Over time, we have all witnessed a myriad of serious events that have plagued businesses and nonprofits such as exploding electronic batteries, food contamination, theft of funds or personal information, industrial accidents, natural disasters, and the list goes on.
In order to prepare for these life-altering events, you need to have a plan – a crisis communication plan. When a crisis erupts, communication to address the problem should begin immediately because the response could greatly affect organizational safety, reputation, financial welfare and others. In deference to time and space, I will discuss a very general plan that every company or organization should employ before a disaster strike.
Assemble a Crisis Team
Typically consists of the CEO and his or her executive team, the PR, HR, and security directors, and in some cases, legal counsel. Identify a means to contact the team in mass to bring them together. Paid services are available to contact people via text, email or phone call.

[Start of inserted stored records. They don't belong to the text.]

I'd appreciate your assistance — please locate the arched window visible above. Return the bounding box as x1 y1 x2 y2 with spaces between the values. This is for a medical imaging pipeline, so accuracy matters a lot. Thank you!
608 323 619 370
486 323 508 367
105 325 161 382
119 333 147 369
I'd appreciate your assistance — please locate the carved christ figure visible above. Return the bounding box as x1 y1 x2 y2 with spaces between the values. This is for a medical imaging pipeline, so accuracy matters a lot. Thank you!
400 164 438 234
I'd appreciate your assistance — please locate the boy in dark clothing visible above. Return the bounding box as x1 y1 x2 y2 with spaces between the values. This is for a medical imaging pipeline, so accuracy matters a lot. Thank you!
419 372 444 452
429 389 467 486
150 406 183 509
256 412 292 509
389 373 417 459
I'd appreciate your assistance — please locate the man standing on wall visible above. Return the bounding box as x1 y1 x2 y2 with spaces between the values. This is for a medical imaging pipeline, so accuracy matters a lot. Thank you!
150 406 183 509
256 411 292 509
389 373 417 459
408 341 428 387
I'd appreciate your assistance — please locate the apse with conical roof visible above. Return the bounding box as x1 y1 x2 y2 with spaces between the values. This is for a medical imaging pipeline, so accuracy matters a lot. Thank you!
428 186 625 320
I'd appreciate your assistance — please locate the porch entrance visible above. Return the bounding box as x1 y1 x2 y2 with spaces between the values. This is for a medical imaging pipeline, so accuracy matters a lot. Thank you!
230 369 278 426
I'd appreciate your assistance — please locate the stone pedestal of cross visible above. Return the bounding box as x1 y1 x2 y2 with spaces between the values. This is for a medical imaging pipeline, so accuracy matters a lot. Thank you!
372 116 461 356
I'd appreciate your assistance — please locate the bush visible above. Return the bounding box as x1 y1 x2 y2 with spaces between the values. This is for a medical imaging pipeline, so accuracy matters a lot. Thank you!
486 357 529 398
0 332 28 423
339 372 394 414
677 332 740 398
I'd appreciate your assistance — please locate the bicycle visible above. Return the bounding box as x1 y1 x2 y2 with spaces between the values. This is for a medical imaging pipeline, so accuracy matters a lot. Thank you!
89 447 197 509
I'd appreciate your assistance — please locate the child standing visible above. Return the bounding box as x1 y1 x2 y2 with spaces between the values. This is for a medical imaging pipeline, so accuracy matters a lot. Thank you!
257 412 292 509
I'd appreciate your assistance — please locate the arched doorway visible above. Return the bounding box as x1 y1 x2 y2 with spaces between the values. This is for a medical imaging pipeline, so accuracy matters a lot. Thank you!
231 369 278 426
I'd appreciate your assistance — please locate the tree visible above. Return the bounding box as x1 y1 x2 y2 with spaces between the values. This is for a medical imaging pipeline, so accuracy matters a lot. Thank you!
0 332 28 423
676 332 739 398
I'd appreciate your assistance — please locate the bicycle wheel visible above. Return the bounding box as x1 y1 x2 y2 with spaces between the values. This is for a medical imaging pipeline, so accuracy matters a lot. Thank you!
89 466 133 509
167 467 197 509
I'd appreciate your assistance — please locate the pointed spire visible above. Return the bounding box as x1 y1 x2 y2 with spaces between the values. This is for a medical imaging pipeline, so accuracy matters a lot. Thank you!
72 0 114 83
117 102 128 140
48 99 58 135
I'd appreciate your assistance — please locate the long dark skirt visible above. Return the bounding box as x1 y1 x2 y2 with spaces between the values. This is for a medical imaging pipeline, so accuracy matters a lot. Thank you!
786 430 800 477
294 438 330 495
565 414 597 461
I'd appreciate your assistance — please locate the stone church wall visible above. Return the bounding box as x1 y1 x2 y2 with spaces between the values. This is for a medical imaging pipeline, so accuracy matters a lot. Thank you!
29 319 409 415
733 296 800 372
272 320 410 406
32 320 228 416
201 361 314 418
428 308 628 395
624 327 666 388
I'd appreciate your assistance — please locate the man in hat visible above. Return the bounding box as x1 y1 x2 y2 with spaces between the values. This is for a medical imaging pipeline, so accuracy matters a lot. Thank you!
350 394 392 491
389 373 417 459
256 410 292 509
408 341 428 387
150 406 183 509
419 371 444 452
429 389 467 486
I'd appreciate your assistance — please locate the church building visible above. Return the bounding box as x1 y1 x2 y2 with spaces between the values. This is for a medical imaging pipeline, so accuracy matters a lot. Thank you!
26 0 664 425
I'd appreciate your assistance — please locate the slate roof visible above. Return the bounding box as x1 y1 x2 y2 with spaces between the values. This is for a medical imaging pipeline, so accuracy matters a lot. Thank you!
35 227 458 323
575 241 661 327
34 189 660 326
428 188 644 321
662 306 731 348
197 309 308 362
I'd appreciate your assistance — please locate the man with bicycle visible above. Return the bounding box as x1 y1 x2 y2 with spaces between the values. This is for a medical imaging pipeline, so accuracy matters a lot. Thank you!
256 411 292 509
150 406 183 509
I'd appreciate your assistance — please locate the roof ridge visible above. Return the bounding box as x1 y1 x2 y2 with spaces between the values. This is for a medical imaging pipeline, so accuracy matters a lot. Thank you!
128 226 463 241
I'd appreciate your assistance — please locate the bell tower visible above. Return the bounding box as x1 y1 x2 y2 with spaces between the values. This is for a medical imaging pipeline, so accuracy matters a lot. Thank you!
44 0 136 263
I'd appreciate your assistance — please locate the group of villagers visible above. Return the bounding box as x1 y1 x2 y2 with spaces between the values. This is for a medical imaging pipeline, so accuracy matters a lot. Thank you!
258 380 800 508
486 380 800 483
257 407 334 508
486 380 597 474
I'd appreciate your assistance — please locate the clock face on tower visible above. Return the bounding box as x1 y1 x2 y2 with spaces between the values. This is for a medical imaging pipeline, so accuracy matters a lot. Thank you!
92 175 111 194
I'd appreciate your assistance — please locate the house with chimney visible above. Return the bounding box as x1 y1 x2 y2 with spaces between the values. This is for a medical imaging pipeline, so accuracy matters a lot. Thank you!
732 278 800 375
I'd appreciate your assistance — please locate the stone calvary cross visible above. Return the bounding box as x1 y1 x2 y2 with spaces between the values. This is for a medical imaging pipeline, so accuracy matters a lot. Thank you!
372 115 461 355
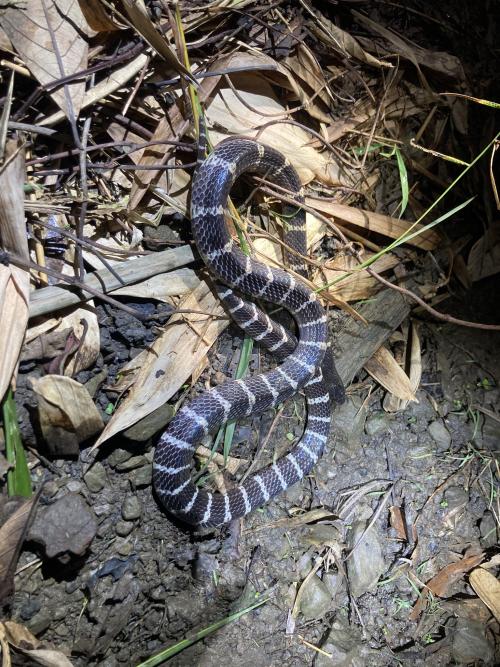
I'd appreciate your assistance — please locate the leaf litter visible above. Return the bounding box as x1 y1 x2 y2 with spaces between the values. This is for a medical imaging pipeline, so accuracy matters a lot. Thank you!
0 0 500 665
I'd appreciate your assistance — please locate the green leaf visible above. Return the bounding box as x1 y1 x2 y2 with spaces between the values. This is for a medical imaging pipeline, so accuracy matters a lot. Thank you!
2 389 33 498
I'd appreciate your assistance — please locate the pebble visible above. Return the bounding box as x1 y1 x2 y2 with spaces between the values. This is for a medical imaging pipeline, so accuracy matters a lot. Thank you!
429 419 451 452
365 412 389 436
130 464 153 488
347 521 387 598
115 521 134 537
300 574 332 621
115 454 147 472
83 461 106 493
122 496 142 521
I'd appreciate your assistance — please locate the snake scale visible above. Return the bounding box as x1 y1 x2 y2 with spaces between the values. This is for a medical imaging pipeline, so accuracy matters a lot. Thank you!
153 138 343 527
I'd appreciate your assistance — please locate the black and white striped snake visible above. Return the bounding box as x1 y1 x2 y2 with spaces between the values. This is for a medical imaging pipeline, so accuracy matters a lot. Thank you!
153 138 343 527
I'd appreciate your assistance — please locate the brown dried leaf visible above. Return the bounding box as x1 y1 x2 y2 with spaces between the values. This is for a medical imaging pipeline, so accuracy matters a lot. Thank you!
314 252 400 301
409 553 484 621
122 0 192 79
207 72 352 185
38 53 148 127
467 224 500 282
0 0 90 118
31 375 104 454
309 10 394 68
95 282 228 447
364 346 418 403
0 141 29 398
469 567 500 623
0 621 73 667
306 197 441 250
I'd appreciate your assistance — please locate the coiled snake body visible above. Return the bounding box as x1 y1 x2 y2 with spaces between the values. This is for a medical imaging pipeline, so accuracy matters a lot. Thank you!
153 139 341 527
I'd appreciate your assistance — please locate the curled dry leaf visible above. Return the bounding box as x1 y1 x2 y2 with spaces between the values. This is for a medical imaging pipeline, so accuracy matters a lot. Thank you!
314 252 401 301
122 0 192 78
0 621 73 667
38 53 148 127
95 282 228 447
113 269 200 303
31 375 104 455
308 8 394 68
469 567 500 623
364 346 418 403
305 197 441 250
383 322 422 412
0 141 29 399
467 224 500 282
207 73 353 186
0 0 91 118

Identify the spokesperson and a backup
Both of these people should have an understanding of the business / organization, its processes, and physical layout. Of course, they need to be well-spoken, able to think on their feet and remain calm under pressure. They should receive media training annually if possible and practice what they learned throughout the year. Only the spokesperson addresses the media during a crisis.
Develop the Plan
Although you cannot anticipate every possible scenario, you can anticipate the types of crises your organization could encounter based on the nature of your business or nonprofit. One of the first exercises your crisis team would be to brainstorm ideas for the critical events most likely to occur. This simple exercise often identifies potentially damaging and preventable incidents (or the lack of a system to report an emergency internally) before they occur. Using the results of this exercise as a baseline, prepare for the following items and include an electronic and a hard copy for each member of the crisis team:
- A list of key audiences: May consist of media, customers / clients, employees, neighbors, lenders / investors, government officials and authorities, suppliers, etc.

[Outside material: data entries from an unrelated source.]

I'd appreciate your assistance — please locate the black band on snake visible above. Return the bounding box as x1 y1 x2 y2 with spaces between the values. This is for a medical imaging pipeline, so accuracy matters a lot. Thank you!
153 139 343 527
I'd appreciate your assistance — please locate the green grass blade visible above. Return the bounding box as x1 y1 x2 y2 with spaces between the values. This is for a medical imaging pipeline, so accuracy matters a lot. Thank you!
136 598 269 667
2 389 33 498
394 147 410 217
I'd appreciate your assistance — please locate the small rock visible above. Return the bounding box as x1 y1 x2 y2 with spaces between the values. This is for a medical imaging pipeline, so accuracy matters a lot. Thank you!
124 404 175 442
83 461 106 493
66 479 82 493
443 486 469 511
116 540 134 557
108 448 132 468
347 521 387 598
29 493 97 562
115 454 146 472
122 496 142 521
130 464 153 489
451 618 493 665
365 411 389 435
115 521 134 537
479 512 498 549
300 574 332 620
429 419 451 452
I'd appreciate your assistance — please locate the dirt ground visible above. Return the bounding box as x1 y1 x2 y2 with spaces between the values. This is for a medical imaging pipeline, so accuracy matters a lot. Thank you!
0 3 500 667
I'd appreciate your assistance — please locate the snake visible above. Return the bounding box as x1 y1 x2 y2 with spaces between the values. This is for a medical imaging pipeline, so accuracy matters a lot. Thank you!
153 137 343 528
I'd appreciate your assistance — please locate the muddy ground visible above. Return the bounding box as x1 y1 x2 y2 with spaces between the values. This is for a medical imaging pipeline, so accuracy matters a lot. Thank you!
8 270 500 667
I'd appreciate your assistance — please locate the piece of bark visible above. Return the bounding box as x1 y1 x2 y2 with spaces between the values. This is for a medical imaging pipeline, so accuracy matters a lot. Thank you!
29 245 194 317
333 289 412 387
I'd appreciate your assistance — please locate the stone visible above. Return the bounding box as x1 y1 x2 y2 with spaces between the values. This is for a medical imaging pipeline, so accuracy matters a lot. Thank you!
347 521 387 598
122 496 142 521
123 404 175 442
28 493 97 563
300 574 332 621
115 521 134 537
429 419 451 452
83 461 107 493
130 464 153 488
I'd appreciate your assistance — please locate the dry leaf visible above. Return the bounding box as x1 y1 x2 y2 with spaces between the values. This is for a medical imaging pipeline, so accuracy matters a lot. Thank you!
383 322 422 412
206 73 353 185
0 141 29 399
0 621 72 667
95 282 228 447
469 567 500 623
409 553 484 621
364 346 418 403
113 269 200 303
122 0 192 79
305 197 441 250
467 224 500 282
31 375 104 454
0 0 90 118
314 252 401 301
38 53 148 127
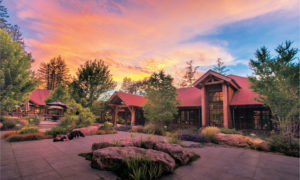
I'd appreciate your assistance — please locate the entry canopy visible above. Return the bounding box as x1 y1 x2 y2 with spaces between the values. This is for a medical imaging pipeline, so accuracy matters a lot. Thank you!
47 101 67 108
48 106 63 109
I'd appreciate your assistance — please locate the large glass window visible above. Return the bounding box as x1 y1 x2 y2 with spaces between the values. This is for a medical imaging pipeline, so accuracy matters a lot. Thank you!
208 91 223 126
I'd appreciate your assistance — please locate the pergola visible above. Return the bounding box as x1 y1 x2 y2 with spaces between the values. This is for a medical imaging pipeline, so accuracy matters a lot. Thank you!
109 92 146 126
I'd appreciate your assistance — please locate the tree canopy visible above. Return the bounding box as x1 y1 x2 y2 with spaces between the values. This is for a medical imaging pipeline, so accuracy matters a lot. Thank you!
249 41 300 134
213 58 229 75
143 71 179 124
71 59 115 107
180 60 199 87
0 30 39 111
0 0 23 46
121 77 148 95
38 56 69 90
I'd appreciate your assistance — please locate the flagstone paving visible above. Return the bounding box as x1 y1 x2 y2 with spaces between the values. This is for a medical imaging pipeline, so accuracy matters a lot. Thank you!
0 132 299 180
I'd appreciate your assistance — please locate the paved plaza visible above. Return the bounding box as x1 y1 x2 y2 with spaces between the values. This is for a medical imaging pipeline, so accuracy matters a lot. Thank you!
0 132 299 180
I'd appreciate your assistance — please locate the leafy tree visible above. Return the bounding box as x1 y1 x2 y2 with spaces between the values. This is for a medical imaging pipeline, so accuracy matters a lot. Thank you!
0 30 39 111
249 41 300 135
46 84 73 104
143 71 179 125
180 60 199 87
71 59 115 107
38 56 69 90
213 58 229 75
121 77 148 95
0 0 23 45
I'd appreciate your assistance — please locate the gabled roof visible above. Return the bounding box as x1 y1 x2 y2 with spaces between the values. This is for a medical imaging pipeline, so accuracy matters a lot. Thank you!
228 75 262 105
193 70 240 89
29 89 50 106
176 87 201 107
109 91 147 107
109 87 201 107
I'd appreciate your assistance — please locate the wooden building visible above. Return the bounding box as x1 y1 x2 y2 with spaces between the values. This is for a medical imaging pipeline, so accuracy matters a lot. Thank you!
109 70 273 130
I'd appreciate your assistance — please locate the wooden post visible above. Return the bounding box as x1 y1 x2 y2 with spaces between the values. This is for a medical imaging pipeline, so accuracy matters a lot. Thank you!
222 84 232 128
112 107 119 126
128 106 135 127
201 86 208 127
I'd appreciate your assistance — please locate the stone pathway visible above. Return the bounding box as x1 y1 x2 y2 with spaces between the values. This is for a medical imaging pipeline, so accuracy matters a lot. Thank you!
0 132 299 180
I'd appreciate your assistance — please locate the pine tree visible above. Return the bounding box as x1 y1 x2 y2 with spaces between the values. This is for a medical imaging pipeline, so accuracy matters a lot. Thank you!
143 71 179 126
0 30 39 111
0 0 24 45
71 59 115 107
38 56 69 90
249 41 300 135
213 58 229 75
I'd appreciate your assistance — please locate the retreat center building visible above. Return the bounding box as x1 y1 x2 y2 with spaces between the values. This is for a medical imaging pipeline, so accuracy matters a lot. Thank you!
109 70 273 130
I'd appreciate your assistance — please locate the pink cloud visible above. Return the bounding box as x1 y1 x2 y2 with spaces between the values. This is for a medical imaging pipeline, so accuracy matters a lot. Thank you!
5 0 297 84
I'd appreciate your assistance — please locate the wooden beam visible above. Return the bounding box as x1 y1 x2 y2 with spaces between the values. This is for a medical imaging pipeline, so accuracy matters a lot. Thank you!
128 106 135 127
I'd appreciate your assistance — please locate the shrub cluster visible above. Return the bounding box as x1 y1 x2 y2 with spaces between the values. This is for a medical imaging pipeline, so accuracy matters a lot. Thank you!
0 116 19 130
19 125 39 134
268 133 300 157
113 156 164 180
129 126 144 133
45 126 72 137
201 126 220 143
220 127 243 135
6 132 51 142
26 116 40 125
144 122 166 135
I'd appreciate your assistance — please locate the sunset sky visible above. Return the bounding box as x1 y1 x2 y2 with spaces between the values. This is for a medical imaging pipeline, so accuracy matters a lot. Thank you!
4 0 300 86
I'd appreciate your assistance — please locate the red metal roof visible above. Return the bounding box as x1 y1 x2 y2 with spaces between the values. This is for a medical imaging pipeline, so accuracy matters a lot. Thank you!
176 87 201 107
227 75 262 105
111 87 201 107
115 91 147 106
29 89 50 106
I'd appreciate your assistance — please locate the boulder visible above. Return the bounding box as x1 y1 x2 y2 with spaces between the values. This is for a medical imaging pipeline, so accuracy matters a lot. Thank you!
92 147 175 172
154 143 195 164
245 137 270 151
73 126 98 136
216 133 249 147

- A means to contact your audiences – compile a list of phone numbers, email addresses, websites, etc. and the best means to communicate with each. Do not forget social media. Today the fastest way to get important information out to the public is through social media outlets such as Twitter, Facebook, LinkedIn and others. It is just as important to monitor these sites and respond quickly to any misinformation or incorrect characterizations.

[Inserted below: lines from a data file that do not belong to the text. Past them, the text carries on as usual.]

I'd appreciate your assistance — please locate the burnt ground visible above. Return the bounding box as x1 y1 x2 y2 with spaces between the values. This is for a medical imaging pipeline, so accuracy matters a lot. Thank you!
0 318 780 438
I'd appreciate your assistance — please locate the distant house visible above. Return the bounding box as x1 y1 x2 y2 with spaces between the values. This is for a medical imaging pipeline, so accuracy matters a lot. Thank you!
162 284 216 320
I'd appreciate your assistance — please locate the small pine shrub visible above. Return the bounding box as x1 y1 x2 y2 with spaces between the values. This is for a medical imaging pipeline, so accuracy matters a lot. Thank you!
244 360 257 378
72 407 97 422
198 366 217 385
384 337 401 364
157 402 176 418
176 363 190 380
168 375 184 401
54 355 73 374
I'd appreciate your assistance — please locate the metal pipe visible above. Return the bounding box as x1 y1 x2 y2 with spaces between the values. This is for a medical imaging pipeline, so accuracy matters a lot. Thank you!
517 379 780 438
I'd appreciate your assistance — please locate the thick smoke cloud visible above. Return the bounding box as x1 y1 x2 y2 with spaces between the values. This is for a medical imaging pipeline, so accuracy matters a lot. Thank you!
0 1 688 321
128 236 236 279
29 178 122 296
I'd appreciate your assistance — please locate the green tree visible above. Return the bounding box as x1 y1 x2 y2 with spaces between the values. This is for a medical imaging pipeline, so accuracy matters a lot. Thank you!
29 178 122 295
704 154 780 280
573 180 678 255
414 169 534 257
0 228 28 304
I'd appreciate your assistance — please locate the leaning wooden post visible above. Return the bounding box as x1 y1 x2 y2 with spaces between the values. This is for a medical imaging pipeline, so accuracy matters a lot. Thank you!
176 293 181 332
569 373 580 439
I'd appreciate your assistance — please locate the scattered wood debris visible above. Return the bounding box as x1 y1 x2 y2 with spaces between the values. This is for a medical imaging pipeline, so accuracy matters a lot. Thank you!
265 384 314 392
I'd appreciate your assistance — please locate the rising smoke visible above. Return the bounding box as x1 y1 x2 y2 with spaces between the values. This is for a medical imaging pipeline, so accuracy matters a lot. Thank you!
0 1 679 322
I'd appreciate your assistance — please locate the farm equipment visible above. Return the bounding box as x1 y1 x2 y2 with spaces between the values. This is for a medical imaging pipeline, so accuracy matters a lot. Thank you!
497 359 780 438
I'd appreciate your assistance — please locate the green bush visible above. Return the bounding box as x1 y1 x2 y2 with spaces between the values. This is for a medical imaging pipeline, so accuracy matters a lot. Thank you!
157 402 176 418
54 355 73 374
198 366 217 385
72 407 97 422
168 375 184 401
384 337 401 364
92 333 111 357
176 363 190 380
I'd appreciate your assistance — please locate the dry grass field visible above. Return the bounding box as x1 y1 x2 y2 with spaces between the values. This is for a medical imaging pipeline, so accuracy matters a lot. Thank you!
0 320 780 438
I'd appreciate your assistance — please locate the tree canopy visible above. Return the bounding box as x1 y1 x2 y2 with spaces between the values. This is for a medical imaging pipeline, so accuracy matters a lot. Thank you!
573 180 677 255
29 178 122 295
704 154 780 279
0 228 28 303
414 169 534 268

- Prewritten messages – Your key audiences will want to know three things:
Why did it happen?
What corrective action is underway?
Create messaging in the form of releases and talking points relevant to each audience in advance. Include fill in the blank lines for details associated with the emergency. This alleviates a delay in issuing these communication pieces the day of the event. The message should be consistent, honest, and transparent across the board to all audiences.
Determine a Center of Operations
The crisis team will need an operations center to meet and work. Consequently, the planning must take into consideration the possibility that an on-site administration facility may be unavailable due to the crisis and that a secondary off-site location may be required. Regardless of the location, the crisis team will need access to computers and printers, the internet, cable television, copiers, phones, fax machines, and office supplies to name a few.
In the end, is it possible to be totally prepared for a crisis when it happens? Of course, the answer to this question is “no.” However, you and your leadership team will sleep more soundly at night knowing that a crisis communications plan is in place if the call comes.